# Inference Sample for ESM2 - Logit Sampling Scan

## Modified for logit/proba extraction
Adrian Lange, A-Alpha Bio

---------------

SPDX-FileCopyrightText: Copyright (c) <year> NVIDIA CORPORATION & AFFILIATES. All rights reserved.
SPDX-License-Identifier: LicenseRef-NvidiaProprietary

NVIDIA CORPORATION, its affiliates and licensors retain all intellectual property and proprietary rights in and to this material, related documentation and any modifications thereto.

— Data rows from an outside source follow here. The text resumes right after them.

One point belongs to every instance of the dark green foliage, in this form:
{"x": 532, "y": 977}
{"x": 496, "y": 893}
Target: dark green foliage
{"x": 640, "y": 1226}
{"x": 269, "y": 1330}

Any use, reproduction, disclosure or distribution of this material and related documentation without an express license agreement from NVIDIA CORPORATION or its affiliates is strictly prohibited.

### Prerequisite

- Linux OS
- Pascal, Volta, Turing, or an NVIDIA Ampere architecture-based GPU.
- NVIDIA Driver
- Docker

#### Import

Components for inferencing are part of the BioNeMo ESM source code. This notebook demonstrates the use of these components.

__`ESMInferenceWrapper`__ implements __`seq_to_embedding`__ function to obtain encoder embeddings for the input protein sequence in text format. 


To run this notebook, you should launch the gRPC client in your terminal beforehand. 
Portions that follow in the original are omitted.